Die "Totenfrau" in Innsbruck: Im Schiffsrumpf beginnen sich die Leichen zu stapeln, für psychologische Tiefe ist da kein Platz.


Foto: Rupert Larl

Dabei hat der Autor sonst den Dreh heraus: Mit seiner psychologisch hanebüchenen Totenbestatterin-Story landete Bernhard Aichner einen Bestseller, eine US-Verfilmung ist anberaumt, Braunschlag-Macher David Schalko scharrt angeblich in den Startlöchern für eine landeseigene TV-Produktion. All das verdankt sich zum einen der zwiespältigen Hauptfigur: einer wilden Brünhilde, die ihre biederen Eltern ums Eck bringt, ihren von ebenso biederen Großkopferten ums Eck gebrachten Gatten rächt und ihren Kindern eine gute Mutter ist: Blum, so lautet ihr paradox floraler Nachname. Zum anderen reizt Aichner mit hechelnder Satz- und Montage-Technik den Thrill des Genres aus: Psychologie bleibt ausgespart, aber der Erzählsog zieht in den Bann.

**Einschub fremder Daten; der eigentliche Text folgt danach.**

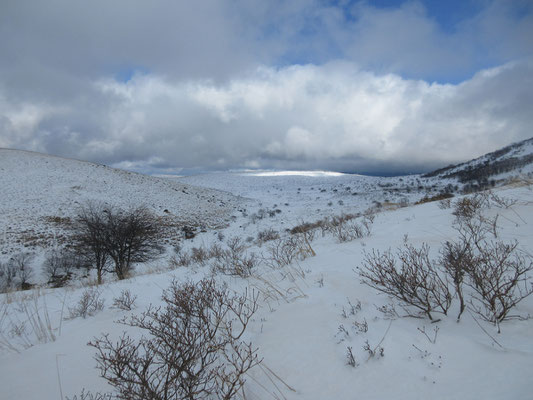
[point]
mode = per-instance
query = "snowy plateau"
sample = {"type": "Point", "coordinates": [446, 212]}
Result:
{"type": "Point", "coordinates": [319, 330]}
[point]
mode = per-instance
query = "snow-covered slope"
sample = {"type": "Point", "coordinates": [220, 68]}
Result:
{"type": "Point", "coordinates": [512, 160]}
{"type": "Point", "coordinates": [40, 192]}
{"type": "Point", "coordinates": [297, 328]}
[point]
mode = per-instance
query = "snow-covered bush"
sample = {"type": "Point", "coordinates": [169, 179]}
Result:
{"type": "Point", "coordinates": [416, 282]}
{"type": "Point", "coordinates": [234, 260]}
{"type": "Point", "coordinates": [499, 279]}
{"type": "Point", "coordinates": [126, 300]}
{"type": "Point", "coordinates": [192, 348]}
{"type": "Point", "coordinates": [124, 236]}
{"type": "Point", "coordinates": [89, 304]}
{"type": "Point", "coordinates": [17, 272]}
{"type": "Point", "coordinates": [59, 266]}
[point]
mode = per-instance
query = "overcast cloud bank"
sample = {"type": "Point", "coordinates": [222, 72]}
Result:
{"type": "Point", "coordinates": [305, 84]}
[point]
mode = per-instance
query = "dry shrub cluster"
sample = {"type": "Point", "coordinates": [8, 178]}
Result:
{"type": "Point", "coordinates": [191, 348]}
{"type": "Point", "coordinates": [17, 272]}
{"type": "Point", "coordinates": [415, 281]}
{"type": "Point", "coordinates": [235, 260]}
{"type": "Point", "coordinates": [496, 273]}
{"type": "Point", "coordinates": [126, 301]}
{"type": "Point", "coordinates": [88, 304]}
{"type": "Point", "coordinates": [285, 251]}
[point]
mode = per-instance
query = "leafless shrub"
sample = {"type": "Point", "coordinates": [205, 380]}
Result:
{"type": "Point", "coordinates": [192, 348]}
{"type": "Point", "coordinates": [352, 309]}
{"type": "Point", "coordinates": [432, 339]}
{"type": "Point", "coordinates": [350, 358]}
{"type": "Point", "coordinates": [415, 283]}
{"type": "Point", "coordinates": [345, 228]}
{"type": "Point", "coordinates": [89, 304]}
{"type": "Point", "coordinates": [456, 258]}
{"type": "Point", "coordinates": [35, 326]}
{"type": "Point", "coordinates": [126, 300]}
{"type": "Point", "coordinates": [388, 311]}
{"type": "Point", "coordinates": [87, 395]}
{"type": "Point", "coordinates": [360, 327]}
{"type": "Point", "coordinates": [17, 272]}
{"type": "Point", "coordinates": [8, 277]}
{"type": "Point", "coordinates": [445, 204]}
{"type": "Point", "coordinates": [308, 226]}
{"type": "Point", "coordinates": [215, 251]}
{"type": "Point", "coordinates": [124, 236]}
{"type": "Point", "coordinates": [469, 206]}
{"type": "Point", "coordinates": [199, 255]}
{"type": "Point", "coordinates": [267, 235]}
{"type": "Point", "coordinates": [499, 278]}
{"type": "Point", "coordinates": [234, 260]}
{"type": "Point", "coordinates": [502, 202]}
{"type": "Point", "coordinates": [59, 266]}
{"type": "Point", "coordinates": [285, 251]}
{"type": "Point", "coordinates": [373, 352]}
{"type": "Point", "coordinates": [182, 259]}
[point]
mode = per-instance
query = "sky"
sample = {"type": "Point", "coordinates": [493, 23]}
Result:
{"type": "Point", "coordinates": [167, 86]}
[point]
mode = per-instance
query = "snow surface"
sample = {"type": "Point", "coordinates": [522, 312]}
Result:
{"type": "Point", "coordinates": [297, 334]}
{"type": "Point", "coordinates": [38, 192]}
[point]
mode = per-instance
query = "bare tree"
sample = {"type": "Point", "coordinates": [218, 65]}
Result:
{"type": "Point", "coordinates": [193, 348]}
{"type": "Point", "coordinates": [90, 227]}
{"type": "Point", "coordinates": [124, 236]}
{"type": "Point", "coordinates": [500, 280]}
{"type": "Point", "coordinates": [416, 282]}
{"type": "Point", "coordinates": [456, 259]}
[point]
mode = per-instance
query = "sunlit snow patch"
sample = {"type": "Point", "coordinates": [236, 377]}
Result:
{"type": "Point", "coordinates": [291, 173]}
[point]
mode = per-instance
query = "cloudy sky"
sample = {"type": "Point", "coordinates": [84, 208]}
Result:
{"type": "Point", "coordinates": [369, 86]}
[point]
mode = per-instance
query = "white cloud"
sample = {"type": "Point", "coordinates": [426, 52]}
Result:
{"type": "Point", "coordinates": [331, 116]}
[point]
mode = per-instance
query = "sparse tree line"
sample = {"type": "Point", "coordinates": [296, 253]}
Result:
{"type": "Point", "coordinates": [103, 238]}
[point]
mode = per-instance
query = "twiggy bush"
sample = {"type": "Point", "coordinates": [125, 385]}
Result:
{"type": "Point", "coordinates": [456, 259]}
{"type": "Point", "coordinates": [285, 251]}
{"type": "Point", "coordinates": [416, 282]}
{"type": "Point", "coordinates": [192, 348]}
{"type": "Point", "coordinates": [126, 301]}
{"type": "Point", "coordinates": [346, 228]}
{"type": "Point", "coordinates": [235, 260]}
{"type": "Point", "coordinates": [266, 236]}
{"type": "Point", "coordinates": [199, 255]}
{"type": "Point", "coordinates": [17, 272]}
{"type": "Point", "coordinates": [499, 278]}
{"type": "Point", "coordinates": [89, 304]}
{"type": "Point", "coordinates": [87, 395]}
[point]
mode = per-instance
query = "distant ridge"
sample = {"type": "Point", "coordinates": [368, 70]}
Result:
{"type": "Point", "coordinates": [516, 158]}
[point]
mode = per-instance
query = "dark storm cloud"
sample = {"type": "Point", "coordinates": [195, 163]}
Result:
{"type": "Point", "coordinates": [300, 84]}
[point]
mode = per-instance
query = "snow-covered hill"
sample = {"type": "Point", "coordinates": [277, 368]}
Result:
{"type": "Point", "coordinates": [39, 193]}
{"type": "Point", "coordinates": [312, 313]}
{"type": "Point", "coordinates": [513, 160]}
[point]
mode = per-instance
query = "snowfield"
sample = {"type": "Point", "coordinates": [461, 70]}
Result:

Wenig von dem ist in der Bühnenfassung zu spüren. Auf der weiß gekachelten Bühne – Blum hat das Bestattungsunternehmen ihrer Eltern übernommen – dreht sich alles um den goldenen Bootsrumpf, in dessen rettendes Innere die ahnungslos schwimmenden Eltern aufgrund der von Brünhilde eingezogenen Badeleiter einst nicht mehr gelangten (Bühne: Thomas Krauß, Katharina Ganner). Stattdessen findet hier Dunja kurzfristig Unterschlupf, die gemeinsam mit zwei anderen das Opfer besagter pervertierter Biedermänner wurde: Folter, Vergewaltigung, Mord. Ihrem Martyrium, das an Perversion kaum Wünsche offenlässt, war Blums Mann als Polizeibeamter hartnäckig auf der Spur. Deshalb musste er sterben. Und weil er sterben musste, müssen sie sterben. Soweit der durchaus nachvollziehbare Zyklus.

All das wird auf der Bühne nacherzählt, ja geradezu ausbuchstabiert (Inszenierung: Thomas Krauß). Nicht dass Aichner und seine Co-Autorin Susanne Felicitas Wolf dabei ungeschickt vorgegangen wären. Allein aus dem wuchtigen 400-Seiten-Wälzer will sich kein spannendes Kammerspiel zimmern lassen. Die Bedrängnis der kleinen Brünhilde, die der Vater dazu zwingt, die Toten zu waschen und ihnen die Münder zuzunähen, die zerstörerische Familienidylle ("Alles wird gut!"), das große Leiden der Dunja wie die existenziellen Gewissensnöte der Blum: All das wirkt so unauthentisch wie die Motorsäge, die Letztere für ihr Mordgeschäft in die Hände nimmt.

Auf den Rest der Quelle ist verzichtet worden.